日経メッセ > フランチャイズ・ショー > ニュース > ミニストップ、手作りおにぎり2000店で、13年度めど、ほぼ全店に拡大。

日経の紙面から

ミニストップ、手作りおにぎり2000店で、13年度めど、ほぼ全店に拡大。

[ 2011年2月16日 / 日経MJ(流通新聞) ]

出来たて感訴え 女性客獲得狙う

 ミニストップは店内で調理するおにぎりの販売を2013年度までにほぼ全店に広げる。米飯工場でつくる通常のおにぎりにはない出来たての手作り感を訴える。現在は首都圏の一部店舗で販売しており、女性客獲得などに効果があるとみている。ソフトクリームなどで培った店内キッチンのノウハウを生かし、品ぞろえの独自色を強める。

 手作りおにぎりは09年9月に東京都内の一部店舗で実験を始め、現在は神奈川県内を含む約200店で扱っている。これを11年度中に約4倍の800店に増やす。店内キッチンが狭かったり周辺の顧客ニーズが見込めなかったりする一部の店舗を除き、2000店を超す全店に広げる計画だ。

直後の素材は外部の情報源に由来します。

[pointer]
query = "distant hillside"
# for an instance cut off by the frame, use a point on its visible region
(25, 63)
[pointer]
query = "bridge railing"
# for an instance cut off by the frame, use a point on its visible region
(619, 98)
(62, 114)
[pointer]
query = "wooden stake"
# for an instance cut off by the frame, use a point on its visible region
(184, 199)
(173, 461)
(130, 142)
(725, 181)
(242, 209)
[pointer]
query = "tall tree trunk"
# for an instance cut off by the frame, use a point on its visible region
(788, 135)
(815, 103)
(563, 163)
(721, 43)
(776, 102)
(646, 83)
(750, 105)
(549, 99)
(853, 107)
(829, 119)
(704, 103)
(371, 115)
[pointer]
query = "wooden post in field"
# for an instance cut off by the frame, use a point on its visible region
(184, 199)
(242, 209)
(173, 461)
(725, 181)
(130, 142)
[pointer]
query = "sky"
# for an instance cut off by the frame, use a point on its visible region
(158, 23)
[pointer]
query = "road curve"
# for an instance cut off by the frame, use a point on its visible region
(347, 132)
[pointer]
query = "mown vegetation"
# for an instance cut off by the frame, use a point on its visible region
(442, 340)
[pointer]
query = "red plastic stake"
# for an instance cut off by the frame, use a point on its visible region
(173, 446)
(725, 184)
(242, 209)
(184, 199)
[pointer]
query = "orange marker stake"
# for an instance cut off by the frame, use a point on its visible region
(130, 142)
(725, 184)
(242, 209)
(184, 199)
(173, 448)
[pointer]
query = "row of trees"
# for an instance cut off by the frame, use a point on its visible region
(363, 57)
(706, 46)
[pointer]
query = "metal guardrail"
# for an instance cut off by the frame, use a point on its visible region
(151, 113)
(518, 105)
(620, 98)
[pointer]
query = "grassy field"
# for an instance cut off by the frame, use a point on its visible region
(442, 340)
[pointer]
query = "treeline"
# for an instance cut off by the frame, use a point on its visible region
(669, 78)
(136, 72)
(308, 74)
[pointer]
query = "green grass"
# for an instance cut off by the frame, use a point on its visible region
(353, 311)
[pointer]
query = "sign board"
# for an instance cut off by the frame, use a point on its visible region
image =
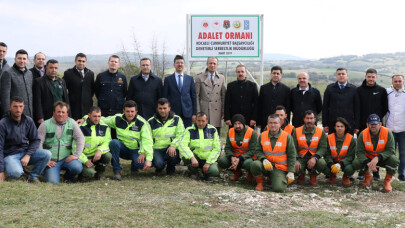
(232, 37)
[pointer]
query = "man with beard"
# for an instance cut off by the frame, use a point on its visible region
(239, 148)
(310, 142)
(275, 156)
(167, 129)
(241, 98)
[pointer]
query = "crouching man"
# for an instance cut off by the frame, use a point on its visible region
(200, 147)
(275, 153)
(239, 148)
(96, 154)
(376, 148)
(18, 144)
(57, 135)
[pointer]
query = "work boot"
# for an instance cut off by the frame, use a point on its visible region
(346, 181)
(367, 178)
(313, 179)
(259, 181)
(236, 175)
(117, 176)
(301, 178)
(332, 178)
(387, 183)
(249, 178)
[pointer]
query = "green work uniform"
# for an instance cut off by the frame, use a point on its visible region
(278, 177)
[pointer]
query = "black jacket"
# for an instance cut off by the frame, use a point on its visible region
(310, 100)
(271, 96)
(341, 103)
(373, 100)
(43, 97)
(241, 98)
(81, 91)
(111, 90)
(17, 137)
(145, 94)
(35, 73)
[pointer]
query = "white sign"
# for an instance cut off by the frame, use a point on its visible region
(225, 36)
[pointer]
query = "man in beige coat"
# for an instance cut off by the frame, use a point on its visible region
(210, 88)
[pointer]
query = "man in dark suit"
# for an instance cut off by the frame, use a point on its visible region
(241, 98)
(179, 88)
(48, 90)
(80, 84)
(145, 89)
(38, 70)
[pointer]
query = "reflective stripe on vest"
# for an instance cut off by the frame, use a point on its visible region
(238, 150)
(368, 144)
(303, 147)
(343, 151)
(278, 154)
(289, 128)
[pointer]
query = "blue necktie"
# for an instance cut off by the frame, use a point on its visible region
(180, 83)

 店内の炊飯器で新潟県産コシヒカリを昼食前などピーク時に合わせて炊き上げ、スタッフが一つ一つ握って包装する。製造直後に販売するため保存料を使わず、出来たてを提供できる。店内キッチンを持たない他の上位チェーンと違いを打ち出せるとみている。工場から配送する通常のおにぎりも販売は続ける。

 現在は「北海道焼鮭」「明太子」「高菜明太」など約10品目あり、中心価格は158円と通常より20〜30円程度高め。それでも「購入客の反応は非常によく、これまでコンビニで買い物をしてこなかった女性層の来店動機にもなっている」(阿部信行社長)。

 おにぎりは一般的なコンビニエンスストアの売上高の5%程度を占める主力商品。ミニストップは手作りおにぎりの取扱店拡大により、13年度にはおにぎりの1店当たりの平均売上高をコンビニ業界でトップとすることを目指す。

 同社は加盟店オーナーを含めたスタッフの研修を地区ごとに随時、開催しており、炊飯技術や衛生管理、手作りのスピードなどオペレーションが一定レベルに達した店舗から導入を進めていく。

 同社はキッチンに加えて飲食できるイートインコーナーを店内に設けている。こうした強みを生かすため手作りおにぎりのほかにも、デザートなどの「スイーツ」、店内での入れたてを提供する「コーヒー」を成長戦略の柱に位置づけている。